The reward model is used to train a reward-conditioned policy that optimizes across multiple human-specified dimensions.

Experimental Overview

The authors evaluate FPL on four real-world manipulation tasks and two simulated long-horizon manipulation tasks.
The tasks are:
- Real-world: Put cube into target bowl, Fold shorts, Plate toast, Set up the table
- Simulation: Two tasks with varying levels of complexity
The authors compare FPL to five baselines:
- Single Preferences
- Advantage Conditioning
- Weighted Regression
- Filtered BC
- BC
The main claimed findings are:
- FPL improves over sparse-reward and binary-preference methods by 38 percentage points.
- FPL learns dense progress signals without explicit subtask segmentation.
- FPL exhibits steerability of rewards at test time.

What to Verify in the PDF

The authors claim that FPL learns performant policies from freeform human preferences.
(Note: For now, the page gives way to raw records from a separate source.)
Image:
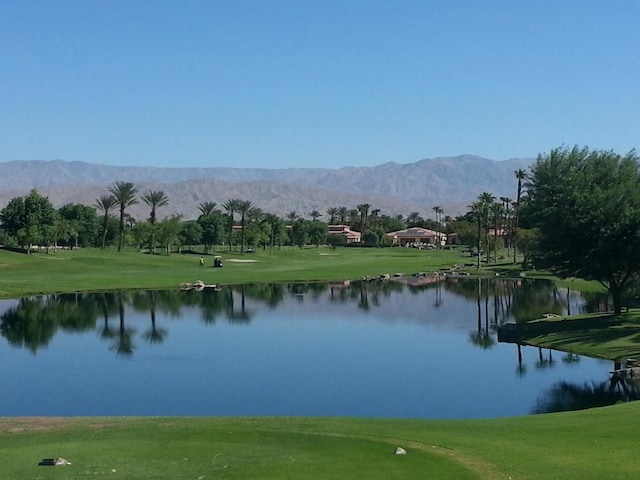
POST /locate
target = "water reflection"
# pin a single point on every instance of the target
(129, 323)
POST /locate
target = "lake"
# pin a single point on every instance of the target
(419, 347)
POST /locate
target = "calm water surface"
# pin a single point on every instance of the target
(413, 347)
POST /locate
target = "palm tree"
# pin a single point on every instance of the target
(506, 202)
(207, 208)
(125, 195)
(363, 209)
(342, 214)
(438, 211)
(243, 208)
(520, 176)
(497, 210)
(333, 213)
(414, 219)
(155, 199)
(374, 217)
(477, 213)
(315, 215)
(105, 203)
(231, 206)
(486, 199)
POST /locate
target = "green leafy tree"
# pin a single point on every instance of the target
(332, 212)
(125, 195)
(154, 199)
(521, 176)
(190, 233)
(84, 223)
(169, 231)
(243, 207)
(231, 206)
(207, 208)
(300, 233)
(106, 203)
(586, 206)
(213, 229)
(317, 232)
(30, 220)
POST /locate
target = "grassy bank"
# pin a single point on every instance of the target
(95, 269)
(595, 335)
(594, 444)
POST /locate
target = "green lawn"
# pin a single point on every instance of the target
(593, 444)
(95, 269)
(596, 335)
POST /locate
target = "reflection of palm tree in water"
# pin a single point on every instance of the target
(107, 332)
(124, 342)
(481, 336)
(243, 316)
(154, 334)
(545, 362)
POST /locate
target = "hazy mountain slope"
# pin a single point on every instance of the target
(451, 182)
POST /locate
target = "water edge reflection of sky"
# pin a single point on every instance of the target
(362, 350)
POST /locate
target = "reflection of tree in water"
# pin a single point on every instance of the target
(235, 315)
(544, 361)
(565, 396)
(29, 324)
(482, 337)
(109, 306)
(34, 321)
(154, 334)
(124, 339)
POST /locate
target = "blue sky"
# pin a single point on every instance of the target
(325, 83)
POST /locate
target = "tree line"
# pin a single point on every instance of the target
(577, 214)
(32, 221)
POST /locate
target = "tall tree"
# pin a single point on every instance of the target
(29, 220)
(243, 206)
(343, 212)
(438, 211)
(125, 195)
(486, 199)
(521, 175)
(315, 215)
(363, 210)
(231, 206)
(154, 199)
(207, 208)
(333, 214)
(586, 206)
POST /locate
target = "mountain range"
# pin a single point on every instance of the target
(449, 182)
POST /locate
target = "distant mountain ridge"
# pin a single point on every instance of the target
(450, 182)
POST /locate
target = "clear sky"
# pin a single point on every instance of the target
(314, 83)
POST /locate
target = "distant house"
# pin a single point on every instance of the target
(345, 232)
(417, 237)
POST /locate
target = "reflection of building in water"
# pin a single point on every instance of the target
(626, 379)
(417, 237)
(418, 280)
(345, 232)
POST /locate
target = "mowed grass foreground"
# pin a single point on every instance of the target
(95, 269)
(594, 444)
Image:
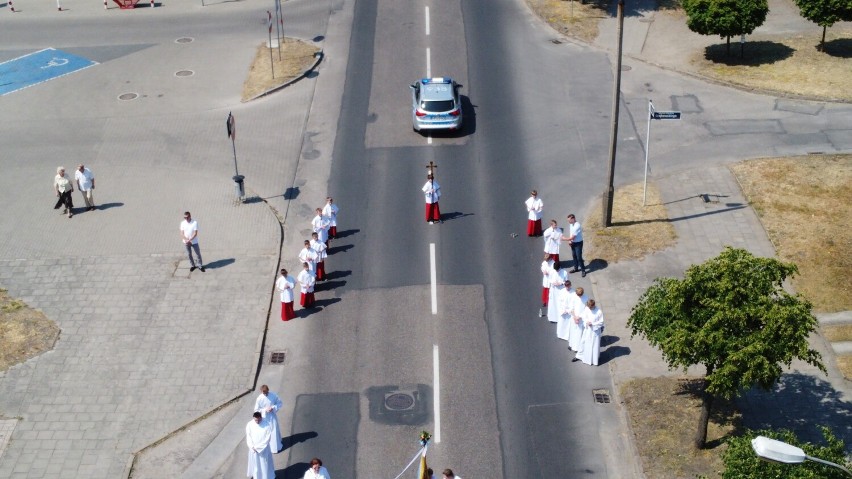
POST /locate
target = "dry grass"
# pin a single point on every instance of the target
(805, 204)
(296, 57)
(636, 230)
(570, 17)
(24, 332)
(787, 64)
(664, 415)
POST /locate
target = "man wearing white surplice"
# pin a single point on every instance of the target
(557, 283)
(590, 346)
(258, 437)
(575, 332)
(268, 404)
(566, 310)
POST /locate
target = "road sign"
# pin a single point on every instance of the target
(665, 115)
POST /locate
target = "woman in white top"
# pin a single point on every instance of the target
(63, 188)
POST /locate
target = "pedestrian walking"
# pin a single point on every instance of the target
(268, 404)
(552, 237)
(189, 236)
(285, 285)
(575, 334)
(258, 437)
(590, 345)
(306, 281)
(534, 207)
(575, 239)
(330, 211)
(86, 185)
(546, 271)
(321, 250)
(432, 194)
(320, 225)
(308, 255)
(63, 188)
(317, 470)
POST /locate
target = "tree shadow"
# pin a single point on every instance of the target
(761, 52)
(220, 263)
(295, 471)
(800, 403)
(299, 438)
(328, 286)
(345, 233)
(839, 47)
(339, 249)
(613, 352)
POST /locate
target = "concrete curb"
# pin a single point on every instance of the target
(319, 57)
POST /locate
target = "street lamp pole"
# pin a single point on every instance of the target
(616, 90)
(777, 451)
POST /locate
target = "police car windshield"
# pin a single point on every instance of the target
(437, 105)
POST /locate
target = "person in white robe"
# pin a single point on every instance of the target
(552, 240)
(308, 255)
(258, 436)
(576, 325)
(534, 206)
(306, 281)
(330, 211)
(268, 404)
(546, 271)
(557, 284)
(320, 225)
(566, 310)
(321, 250)
(590, 346)
(317, 470)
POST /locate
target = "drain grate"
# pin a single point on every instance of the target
(601, 396)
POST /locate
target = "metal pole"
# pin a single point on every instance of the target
(616, 88)
(647, 142)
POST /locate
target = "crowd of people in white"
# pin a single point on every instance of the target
(578, 319)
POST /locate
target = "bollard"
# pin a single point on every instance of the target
(239, 186)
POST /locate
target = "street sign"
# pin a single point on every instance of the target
(665, 115)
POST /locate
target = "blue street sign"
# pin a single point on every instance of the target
(41, 66)
(665, 115)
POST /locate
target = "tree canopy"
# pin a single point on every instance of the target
(732, 315)
(725, 18)
(825, 13)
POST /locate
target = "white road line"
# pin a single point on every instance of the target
(436, 394)
(433, 273)
(427, 21)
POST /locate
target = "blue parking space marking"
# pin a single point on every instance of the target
(38, 67)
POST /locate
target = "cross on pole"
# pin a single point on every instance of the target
(430, 168)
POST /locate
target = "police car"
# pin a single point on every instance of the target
(435, 104)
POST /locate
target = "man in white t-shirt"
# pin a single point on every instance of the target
(189, 236)
(86, 185)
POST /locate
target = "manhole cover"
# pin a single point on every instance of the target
(601, 396)
(399, 401)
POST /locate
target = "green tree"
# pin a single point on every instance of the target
(732, 315)
(825, 13)
(725, 18)
(742, 463)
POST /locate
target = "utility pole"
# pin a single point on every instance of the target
(616, 91)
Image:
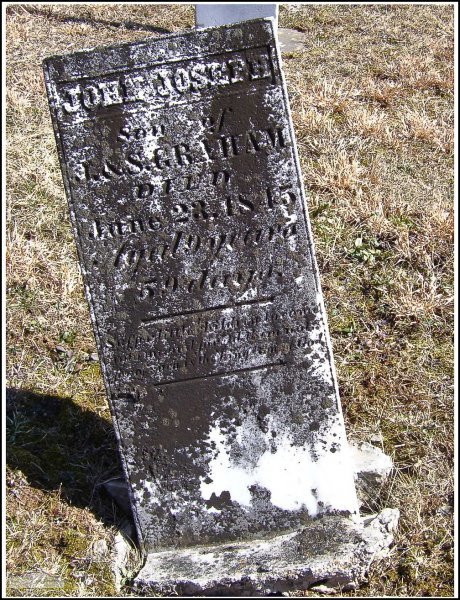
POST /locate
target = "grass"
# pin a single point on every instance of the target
(372, 102)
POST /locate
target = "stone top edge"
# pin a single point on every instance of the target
(199, 41)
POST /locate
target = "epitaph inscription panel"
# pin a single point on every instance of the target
(185, 193)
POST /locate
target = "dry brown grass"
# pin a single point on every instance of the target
(372, 102)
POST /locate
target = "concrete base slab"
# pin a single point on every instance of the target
(331, 553)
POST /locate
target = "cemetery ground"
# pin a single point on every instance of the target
(372, 103)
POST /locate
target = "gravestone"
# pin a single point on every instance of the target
(210, 15)
(186, 198)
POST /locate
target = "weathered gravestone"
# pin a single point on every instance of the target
(209, 15)
(186, 198)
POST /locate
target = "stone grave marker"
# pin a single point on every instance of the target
(210, 15)
(185, 193)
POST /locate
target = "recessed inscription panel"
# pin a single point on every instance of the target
(190, 221)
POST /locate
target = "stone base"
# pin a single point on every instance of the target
(331, 554)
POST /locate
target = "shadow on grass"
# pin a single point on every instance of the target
(60, 446)
(48, 14)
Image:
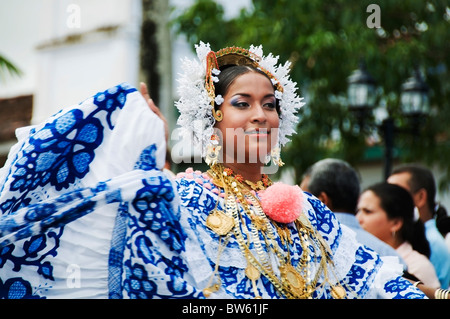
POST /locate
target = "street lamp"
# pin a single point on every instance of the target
(414, 104)
(361, 93)
(414, 99)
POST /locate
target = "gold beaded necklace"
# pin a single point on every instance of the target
(269, 239)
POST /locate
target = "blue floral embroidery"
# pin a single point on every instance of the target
(56, 155)
(147, 159)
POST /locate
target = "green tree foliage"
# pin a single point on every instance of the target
(325, 40)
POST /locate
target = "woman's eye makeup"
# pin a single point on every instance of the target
(238, 102)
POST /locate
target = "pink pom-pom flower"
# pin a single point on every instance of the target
(281, 202)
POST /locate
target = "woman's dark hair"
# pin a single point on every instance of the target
(422, 177)
(229, 73)
(398, 203)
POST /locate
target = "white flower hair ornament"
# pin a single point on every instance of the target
(197, 95)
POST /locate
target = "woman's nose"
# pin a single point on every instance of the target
(258, 114)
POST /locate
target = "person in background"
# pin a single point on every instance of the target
(336, 183)
(387, 211)
(420, 183)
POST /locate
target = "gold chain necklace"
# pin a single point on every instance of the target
(291, 282)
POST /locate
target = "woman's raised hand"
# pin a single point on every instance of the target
(154, 108)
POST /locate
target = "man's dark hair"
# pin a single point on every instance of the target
(339, 180)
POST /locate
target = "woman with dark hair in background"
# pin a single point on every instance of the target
(387, 211)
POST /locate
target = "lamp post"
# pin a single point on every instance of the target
(361, 93)
(414, 105)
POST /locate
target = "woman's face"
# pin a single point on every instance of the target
(373, 218)
(250, 121)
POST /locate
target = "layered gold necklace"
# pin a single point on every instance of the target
(269, 239)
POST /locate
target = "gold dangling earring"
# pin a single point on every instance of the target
(276, 157)
(213, 150)
(218, 115)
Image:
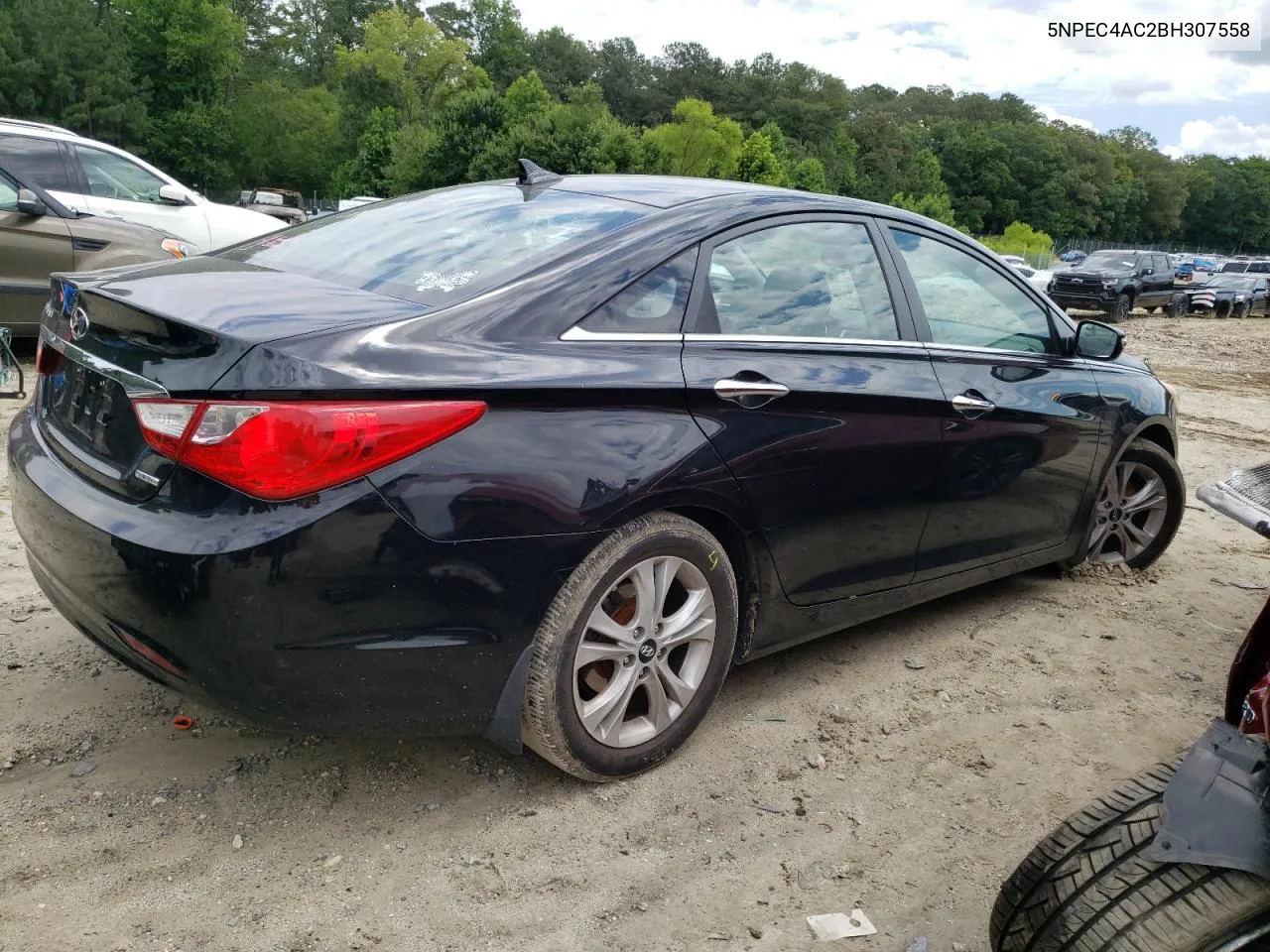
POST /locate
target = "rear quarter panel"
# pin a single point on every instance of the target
(579, 435)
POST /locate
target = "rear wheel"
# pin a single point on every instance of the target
(1084, 888)
(633, 651)
(1139, 508)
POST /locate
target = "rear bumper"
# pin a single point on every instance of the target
(330, 616)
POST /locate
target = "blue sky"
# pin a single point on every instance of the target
(1192, 98)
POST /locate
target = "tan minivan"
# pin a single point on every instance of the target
(40, 235)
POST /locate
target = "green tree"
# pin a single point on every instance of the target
(838, 159)
(575, 137)
(286, 136)
(757, 163)
(938, 206)
(405, 62)
(499, 44)
(1020, 239)
(562, 60)
(780, 146)
(526, 98)
(629, 81)
(190, 50)
(808, 176)
(62, 63)
(697, 143)
(367, 172)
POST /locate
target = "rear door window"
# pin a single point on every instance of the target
(8, 194)
(804, 280)
(37, 159)
(652, 304)
(969, 303)
(111, 176)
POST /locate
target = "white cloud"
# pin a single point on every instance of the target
(968, 45)
(1223, 136)
(1052, 114)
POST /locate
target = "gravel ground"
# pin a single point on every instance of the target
(1033, 694)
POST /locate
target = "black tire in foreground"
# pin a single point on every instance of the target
(633, 651)
(1084, 888)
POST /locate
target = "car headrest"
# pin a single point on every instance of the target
(793, 277)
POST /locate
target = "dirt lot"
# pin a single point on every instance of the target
(1037, 693)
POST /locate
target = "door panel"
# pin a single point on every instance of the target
(1021, 419)
(828, 420)
(31, 249)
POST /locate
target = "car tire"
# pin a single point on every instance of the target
(1121, 309)
(598, 612)
(1084, 887)
(1146, 460)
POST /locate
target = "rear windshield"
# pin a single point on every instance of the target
(440, 246)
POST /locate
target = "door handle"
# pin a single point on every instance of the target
(731, 389)
(971, 407)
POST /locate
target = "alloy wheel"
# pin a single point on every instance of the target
(644, 652)
(1130, 513)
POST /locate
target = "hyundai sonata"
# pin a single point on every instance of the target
(544, 458)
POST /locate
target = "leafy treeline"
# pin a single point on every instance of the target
(381, 96)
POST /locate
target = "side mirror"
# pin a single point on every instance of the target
(173, 194)
(1097, 340)
(30, 203)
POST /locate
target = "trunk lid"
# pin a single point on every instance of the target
(171, 329)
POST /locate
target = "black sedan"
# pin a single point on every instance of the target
(544, 458)
(1229, 295)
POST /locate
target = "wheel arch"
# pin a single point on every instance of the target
(1160, 433)
(743, 548)
(729, 521)
(1157, 429)
(743, 555)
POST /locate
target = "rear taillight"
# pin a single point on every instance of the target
(289, 449)
(48, 359)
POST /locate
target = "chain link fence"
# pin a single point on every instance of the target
(1089, 245)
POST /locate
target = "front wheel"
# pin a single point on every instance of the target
(1084, 889)
(1138, 509)
(633, 651)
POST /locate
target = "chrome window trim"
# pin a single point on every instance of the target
(134, 385)
(991, 350)
(780, 339)
(576, 333)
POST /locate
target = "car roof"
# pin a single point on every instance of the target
(668, 191)
(657, 190)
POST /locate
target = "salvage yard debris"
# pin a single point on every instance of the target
(828, 927)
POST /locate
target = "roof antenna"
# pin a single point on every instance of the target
(531, 175)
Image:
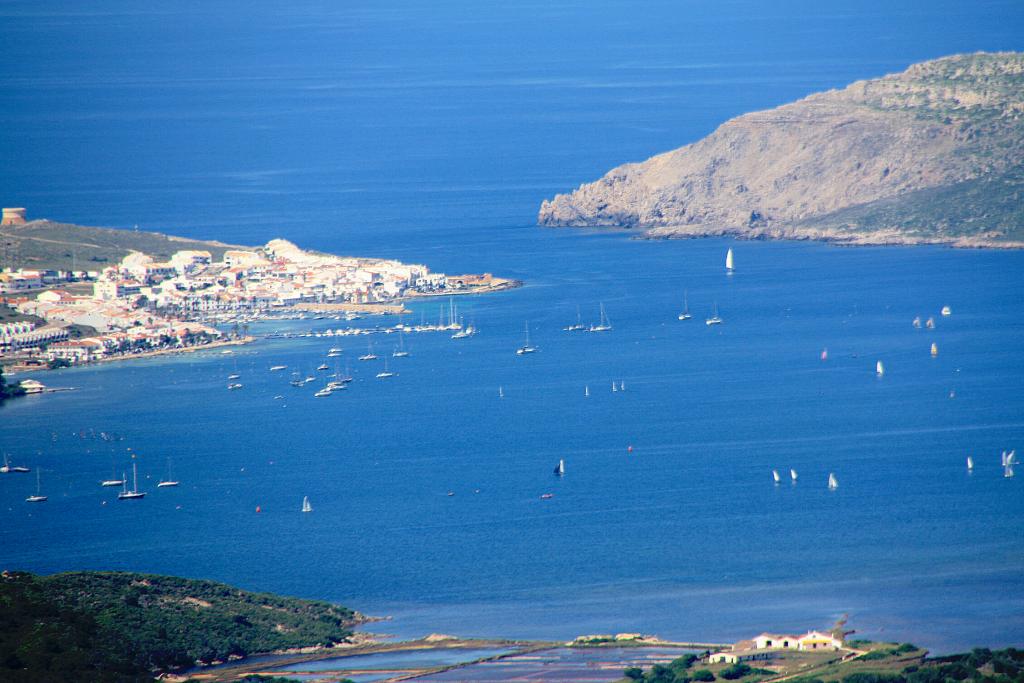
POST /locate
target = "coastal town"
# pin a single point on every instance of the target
(140, 305)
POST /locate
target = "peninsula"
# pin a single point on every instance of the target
(114, 626)
(74, 294)
(933, 155)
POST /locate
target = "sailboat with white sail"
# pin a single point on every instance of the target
(38, 498)
(685, 315)
(369, 355)
(604, 325)
(526, 347)
(134, 494)
(465, 331)
(170, 480)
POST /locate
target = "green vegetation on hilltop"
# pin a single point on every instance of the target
(988, 207)
(44, 244)
(92, 626)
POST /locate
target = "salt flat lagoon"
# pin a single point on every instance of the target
(432, 136)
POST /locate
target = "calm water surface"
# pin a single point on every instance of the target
(431, 133)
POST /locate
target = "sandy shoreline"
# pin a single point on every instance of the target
(20, 370)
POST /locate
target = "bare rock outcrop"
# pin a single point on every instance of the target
(830, 157)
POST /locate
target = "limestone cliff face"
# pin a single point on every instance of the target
(773, 173)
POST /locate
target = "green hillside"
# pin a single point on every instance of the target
(43, 244)
(91, 626)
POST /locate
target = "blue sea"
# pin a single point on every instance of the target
(431, 132)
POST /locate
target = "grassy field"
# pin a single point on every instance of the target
(878, 663)
(44, 244)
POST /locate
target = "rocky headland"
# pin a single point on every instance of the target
(933, 155)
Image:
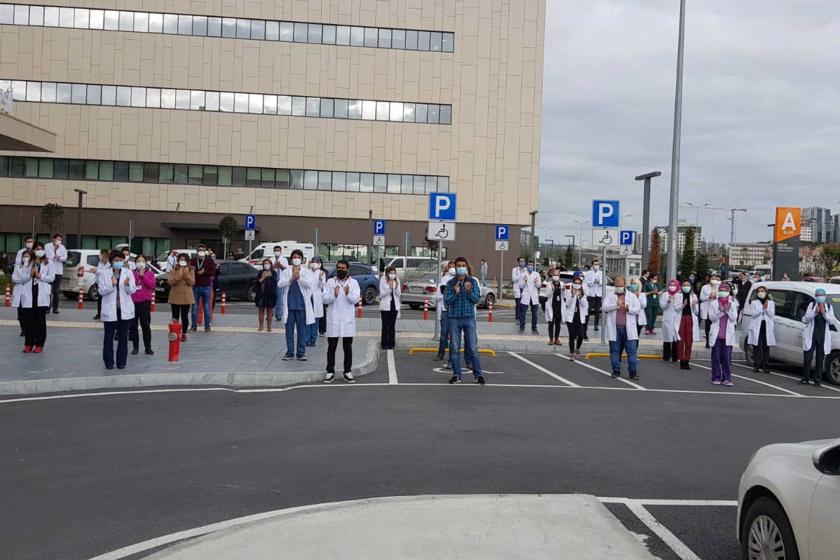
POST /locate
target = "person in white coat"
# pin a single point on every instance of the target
(116, 286)
(56, 255)
(762, 330)
(389, 307)
(32, 279)
(297, 283)
(529, 284)
(316, 266)
(341, 294)
(621, 313)
(818, 319)
(723, 313)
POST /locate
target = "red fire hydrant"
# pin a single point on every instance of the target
(174, 341)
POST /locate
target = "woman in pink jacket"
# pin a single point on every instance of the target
(144, 277)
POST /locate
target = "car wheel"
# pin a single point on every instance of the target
(767, 532)
(832, 368)
(369, 297)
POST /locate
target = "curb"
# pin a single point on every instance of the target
(148, 380)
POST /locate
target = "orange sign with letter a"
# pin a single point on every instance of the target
(788, 224)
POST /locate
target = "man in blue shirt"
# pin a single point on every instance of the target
(461, 296)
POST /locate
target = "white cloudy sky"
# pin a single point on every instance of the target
(761, 114)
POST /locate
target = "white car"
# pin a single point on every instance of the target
(792, 299)
(789, 502)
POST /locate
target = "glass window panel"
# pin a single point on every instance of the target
(448, 42)
(369, 110)
(167, 99)
(109, 95)
(384, 38)
(184, 25)
(182, 99)
(398, 39)
(411, 40)
(287, 31)
(324, 180)
(214, 27)
(170, 23)
(342, 35)
(327, 108)
(155, 23)
(152, 97)
(199, 25)
(300, 32)
(353, 182)
(94, 95)
(64, 93)
(240, 103)
(226, 102)
(357, 36)
(313, 106)
(310, 180)
(79, 93)
(382, 111)
(228, 27)
(126, 21)
(284, 104)
(315, 33)
(243, 28)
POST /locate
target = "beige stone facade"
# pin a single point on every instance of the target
(493, 80)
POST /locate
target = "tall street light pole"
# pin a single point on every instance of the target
(646, 216)
(675, 152)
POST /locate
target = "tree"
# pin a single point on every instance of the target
(655, 244)
(227, 227)
(52, 216)
(687, 258)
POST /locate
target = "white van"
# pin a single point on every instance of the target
(266, 250)
(792, 299)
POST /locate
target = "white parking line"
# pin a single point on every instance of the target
(542, 369)
(392, 368)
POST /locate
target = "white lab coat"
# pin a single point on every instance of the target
(56, 257)
(108, 293)
(808, 319)
(22, 280)
(307, 283)
(385, 295)
(610, 308)
(341, 309)
(529, 287)
(759, 314)
(672, 315)
(593, 283)
(715, 313)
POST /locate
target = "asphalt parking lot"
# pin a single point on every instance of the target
(84, 475)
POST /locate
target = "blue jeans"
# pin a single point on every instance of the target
(296, 318)
(619, 345)
(204, 295)
(467, 327)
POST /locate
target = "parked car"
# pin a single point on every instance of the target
(792, 299)
(416, 292)
(789, 502)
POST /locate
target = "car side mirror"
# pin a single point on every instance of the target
(827, 459)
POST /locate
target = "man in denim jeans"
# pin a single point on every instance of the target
(461, 296)
(205, 272)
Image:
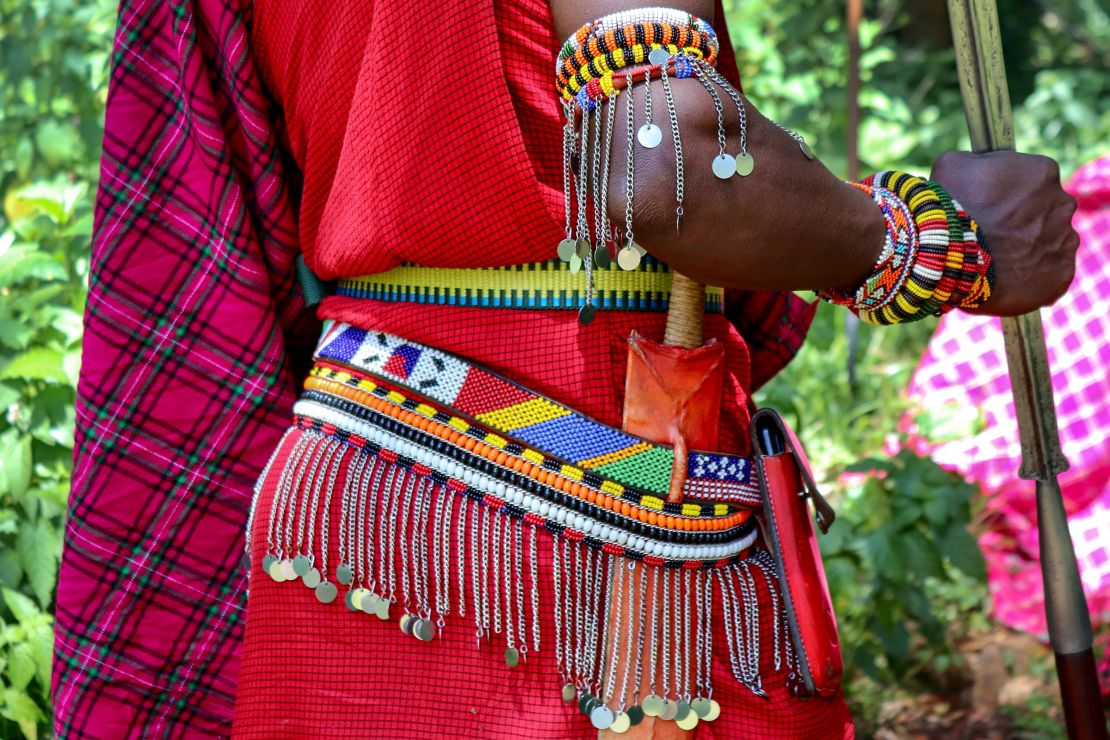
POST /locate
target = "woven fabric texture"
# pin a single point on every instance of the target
(236, 135)
(965, 367)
Verify this claim by examining the results of the experiments.
The authors mention that FPL provides axis-specific supervision, allowing the policy to improve both task completion and qualitative aspects of behavior. Verify this claim by examining the reward models learned by FPL.
The authors mention that FPL allows users to steer the policy towards different behaviors at test time without retraining. Verify this claim by examining the results of the experiments.

5) PolicyGuard: From Organizational Policies to Neuro-SymbolicCompliance Review Engines

Authors: Sameer Malik, Ayush Singh, Amar Prakash Azad
arXiv: 2606.32004 · pdf
LLM context source: arXiv HTML (html)
Categories: cs.AI, cs.LG, cs.LO, cs.SC

Abstract

Policy-grounded document review requires determining whether a target document complies with organization-specific policies, guidelines, or playbooks. While large language models can assist with policy interpretation and document analysis, end-to-end prompting leaves the applied policy logic implicit, making compliance decisions difficult to inspect, update, and test. We present PolicyGuard, a neuro-symbolic framework for policy-grounded document compliance review. PolicyGuard converts organizational policy guidance into an executable review engine consisting of typed relational logic rules and atom-level extraction questions. During review, LLMs answer these local questions using retrieved document evidence, and a symbolic evaluator applies the formal rules to detect non-compliance. We instantiate and evaluate PolicyGuard on company-specific NDA compliance review, where contract clauses must be checked against organization-specific negotiation policies. By separating policy formalization, local document interpretation, and symbolic compliance evaluation, PolicyGuard makes document review more explicit, maintainable, and systematically testable.

Formula and Experiment Notes (LLM)

Formula Walkthrough

Equation 1: Precision-Recall Analysis by Contract

Equation: [ \mathrm{pass}^k = \mathbb{E}_{\mathrm{task}}\left[\frac{\binom{c}{k}}{\binom{n}{k}}\right] ]

Symbols:

$\mathrm{pass}^k$: probability of correct pass at $k$-th step
$\mathbb{E}_{\mathrm{task}}$: expected value over the task
$c$: number of correct predictions
$n$: total number of predictions
$\binom{c}{k}$: number of combinations of $c$ items taken $k$ at a time
$\binom{n}{k}$: number of combinations of $n$ items taken $k$ at a time

Why it matters: This equation calculates the expected probability of correct pass at each step, which is used to evaluate the performance of the model.